Das Sachbuch "Die Kunst des reifen Handelns" ist ein christliches Sachbuch. Dem Leser sollte also bewusst sein, dass der Autor seine Überlegungen in den christlichen Glauben einbettet und aufzeigt welche Rolle er bei der Entwicklung unserer Persönlichkeit spielt. Wichtige Textpassagen werden immer wieder mit biblischen Texten belegt. Es geht also um Lebens- UND Glaubensreife. 

 

Das Buch ist keine leichte Kost und nichts für "zwischendurch". Immer wieder habe ich Pausen eingelegt, um das Gelesene sacken zu lassen und mich mit anderen dazu auszutauschen. Besonders in der Mitte des Buches war es mir phasenweise etwas sehr theorielastig. Dieses Empfinden ist aber ganz individuell und subjektiv, denn der Autor bringt auch sehr viele Praxisbeispiele, die auflockernd wirken. Was mir zum Beispiel positiv im Gedächtnis geblieben ist, ist das Beispiel mit den Tomaten. Hier bringt Thomas Härry einen bildhaften Vergleich dafür, dass der Nährboden entscheidend ist, wenn Gutes wachsen soll. Und DAS gilt nicht nur für wachsende Tomaten, sondern auch für unser Leben. Sehr positiv finde ich auch, dass der Autor dieses Reifethema sehr offen kommuniziert. Er sagt nicht "so und so müsst ihr das machen". Viel mehr gibt er Empfehlungen als Angebote und Denkanstöße, die Ansporn und Anregung sein sollen sich eigene Wege zu erschließen.
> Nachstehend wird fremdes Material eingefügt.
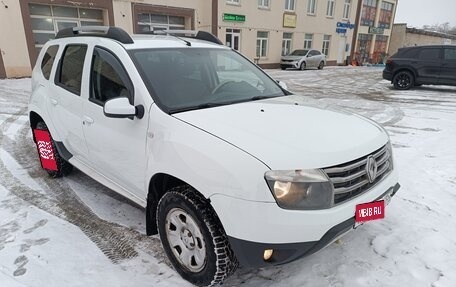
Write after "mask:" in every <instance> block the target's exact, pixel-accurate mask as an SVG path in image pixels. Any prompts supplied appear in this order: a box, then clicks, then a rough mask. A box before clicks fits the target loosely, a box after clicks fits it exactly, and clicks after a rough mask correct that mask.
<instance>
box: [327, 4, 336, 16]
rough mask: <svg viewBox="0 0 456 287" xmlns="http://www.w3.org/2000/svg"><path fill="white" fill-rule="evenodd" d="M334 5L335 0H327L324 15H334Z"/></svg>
mask: <svg viewBox="0 0 456 287" xmlns="http://www.w3.org/2000/svg"><path fill="white" fill-rule="evenodd" d="M334 6H335V0H328V3H327V5H326V16H328V17H334Z"/></svg>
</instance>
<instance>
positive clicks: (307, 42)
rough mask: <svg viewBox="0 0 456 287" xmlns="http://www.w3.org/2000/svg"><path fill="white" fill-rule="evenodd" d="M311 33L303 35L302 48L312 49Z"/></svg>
mask: <svg viewBox="0 0 456 287" xmlns="http://www.w3.org/2000/svg"><path fill="white" fill-rule="evenodd" d="M312 42H313V34H305V35H304V49H312Z"/></svg>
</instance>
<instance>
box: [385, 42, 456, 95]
mask: <svg viewBox="0 0 456 287" xmlns="http://www.w3.org/2000/svg"><path fill="white" fill-rule="evenodd" d="M383 79H386V80H389V81H391V83H392V84H393V85H394V88H395V89H398V90H408V89H410V88H411V87H413V86H420V85H451V86H456V46H454V45H434V46H415V47H408V48H401V49H399V51H398V52H397V53H396V54H394V55H393V56H391V57H390V58H389V59H388V61H387V62H386V67H385V69H384V70H383Z"/></svg>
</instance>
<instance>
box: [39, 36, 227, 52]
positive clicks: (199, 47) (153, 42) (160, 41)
mask: <svg viewBox="0 0 456 287" xmlns="http://www.w3.org/2000/svg"><path fill="white" fill-rule="evenodd" d="M131 39H132V40H133V41H132V43H122V42H120V41H117V40H114V39H110V38H106V37H96V36H79V37H68V38H60V39H53V40H50V41H48V42H47V43H46V44H48V45H52V44H75V43H81V44H89V43H93V42H95V43H97V44H101V45H106V46H109V45H112V44H114V43H115V44H119V45H121V46H123V47H124V48H125V49H126V50H134V49H155V48H183V47H189V45H187V42H188V43H190V47H194V48H195V47H196V48H215V49H230V48H229V47H226V46H224V45H219V44H215V43H212V42H209V41H204V40H199V39H194V38H187V37H175V36H171V35H140V34H135V35H132V36H131Z"/></svg>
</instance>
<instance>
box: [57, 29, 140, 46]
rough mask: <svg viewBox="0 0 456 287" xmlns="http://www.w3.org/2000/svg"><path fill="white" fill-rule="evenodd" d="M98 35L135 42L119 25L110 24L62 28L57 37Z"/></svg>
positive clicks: (125, 42) (121, 41)
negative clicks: (72, 27) (118, 26)
mask: <svg viewBox="0 0 456 287" xmlns="http://www.w3.org/2000/svg"><path fill="white" fill-rule="evenodd" d="M78 36H81V37H83V36H84V37H85V36H96V37H104V38H109V39H113V40H117V41H119V42H121V43H123V44H133V39H131V37H130V35H129V34H128V33H127V32H125V30H123V29H122V28H119V27H110V26H82V27H73V28H66V29H62V30H60V31H59V32H58V33H57V35H56V36H55V38H56V39H60V38H69V37H78Z"/></svg>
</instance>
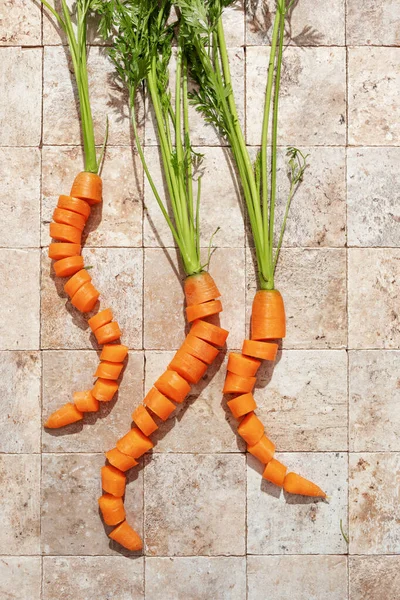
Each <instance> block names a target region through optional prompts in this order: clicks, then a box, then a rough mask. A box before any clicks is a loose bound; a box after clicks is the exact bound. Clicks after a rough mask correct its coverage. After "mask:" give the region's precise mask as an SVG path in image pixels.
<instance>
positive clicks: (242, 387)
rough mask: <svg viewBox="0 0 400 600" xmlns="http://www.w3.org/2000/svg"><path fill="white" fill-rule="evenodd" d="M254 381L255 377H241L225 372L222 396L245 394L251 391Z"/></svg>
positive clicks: (233, 374)
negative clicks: (229, 394)
mask: <svg viewBox="0 0 400 600" xmlns="http://www.w3.org/2000/svg"><path fill="white" fill-rule="evenodd" d="M256 381H257V379H256V377H241V376H240V375H236V374H235V373H230V372H229V371H227V373H226V377H225V383H224V389H223V390H222V392H223V393H224V394H246V393H248V392H251V391H253V388H254V386H255V384H256Z"/></svg>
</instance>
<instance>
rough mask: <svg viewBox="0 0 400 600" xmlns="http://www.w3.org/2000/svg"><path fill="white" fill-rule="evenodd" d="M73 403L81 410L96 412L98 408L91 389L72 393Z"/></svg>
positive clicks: (95, 398) (96, 399)
mask: <svg viewBox="0 0 400 600" xmlns="http://www.w3.org/2000/svg"><path fill="white" fill-rule="evenodd" d="M73 398H74V404H75V406H76V408H77V409H78V410H80V411H81V412H96V411H97V410H99V408H100V405H99V401H98V400H97V399H96V398H95V397H94V396H93V394H92V392H91V390H86V391H85V392H75V393H74V396H73Z"/></svg>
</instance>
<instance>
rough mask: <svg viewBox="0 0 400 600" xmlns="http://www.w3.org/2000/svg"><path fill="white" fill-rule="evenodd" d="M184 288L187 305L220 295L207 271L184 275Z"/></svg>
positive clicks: (200, 303)
mask: <svg viewBox="0 0 400 600" xmlns="http://www.w3.org/2000/svg"><path fill="white" fill-rule="evenodd" d="M184 289H185V296H186V305H187V306H193V305H194V304H202V303H203V302H208V301H209V300H215V298H219V297H220V295H221V293H220V291H219V290H218V288H217V286H216V284H215V281H214V279H213V278H212V277H211V275H210V274H209V273H207V271H203V272H202V273H198V274H196V275H190V276H189V277H186V279H185V283H184Z"/></svg>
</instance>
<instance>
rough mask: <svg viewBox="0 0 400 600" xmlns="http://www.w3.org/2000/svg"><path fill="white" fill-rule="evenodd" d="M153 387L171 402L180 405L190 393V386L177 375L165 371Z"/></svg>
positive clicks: (173, 371) (176, 373)
mask: <svg viewBox="0 0 400 600" xmlns="http://www.w3.org/2000/svg"><path fill="white" fill-rule="evenodd" d="M154 387H156V388H157V389H158V391H159V392H161V393H162V394H165V396H167V397H168V398H171V400H174V401H175V402H178V404H180V403H181V402H183V401H184V399H185V398H186V396H187V395H188V393H189V392H190V385H189V384H188V382H187V381H186V379H184V378H183V377H181V376H180V375H179V373H177V372H176V371H171V370H170V369H167V371H165V372H164V373H163V374H162V375H161V376H160V377H159V378H158V379H157V381H156V382H155V384H154Z"/></svg>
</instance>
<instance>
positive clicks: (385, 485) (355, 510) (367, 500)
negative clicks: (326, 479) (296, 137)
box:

Alles natürlich mit dem Ziel zu reifen.   

 

Das Buch wurde 2018 als Hardcover mit Schutzumschlag im SCM-Verlag veröffentlicht. Es ist hochwertig verarbeitet, hat eine sehr angenehme Schriftgröße und Kapiteleinteilung und ein Lesebändchen - was ich bei einem Sachbuch sehr schätze. Das Cover hat eine auffallende, aber nicht aufdringliche Farbe und ich mag die Abbildung des Steuerrads, weil es suggeriert, dass man sein Leben selbst in der Hand hat und die Richtung selbst bstimmen kann. Womit ich mich erst noch anfreunden muss, sind die unterschiedlichen Schriftarten im (großformatigen) Titel. 

Der Schreibstil des Autors ist eingängig und durch die vielen Praxisbeispiele flüssig zu lesen. Einzig im Mittelteil war es mir etwas zu trocken und theorielastig. Was mir aber sehr gut gefallen hat, waren die vertiefenden Fragen an jedem Kapitelende. Das finde ich sehr inspirieren, weil man schauen kann, ob man das Gelesene verstanden hat bzw. wie man es für sich persönlich anwenden kann. 

 

 

Fazit: 

Reifung ist kein punktuelles Ereignis, sondern ein Prozess. Die Frage ist also nicht, wo wir stehen, sondern ob wir überhaupt noch unterwegs sind. "Nicht dass wir morgen schon am Ziel sind, ist entscheidend, sondern dass wir auf dem Weg bleiben und Richtung halten." Es gelingt Thomas Härry, den Leser auf seinem Weg zu begleiten und er macht Mut auch bei Schwierigkeiten nicht aufzugeben und dranzubleiben. Er beleuchtet das Thema der Persönlichkeitsreifung dabei aus verschiedenen Blickwinkeln und gibt vielfältige Anregungen, Denkanstöße und Navigationshilfen, die, wenn man sich wirklich für das Thema interessiert sehr hilfreich und inspirierend sein können. Meine Leseempfehlung.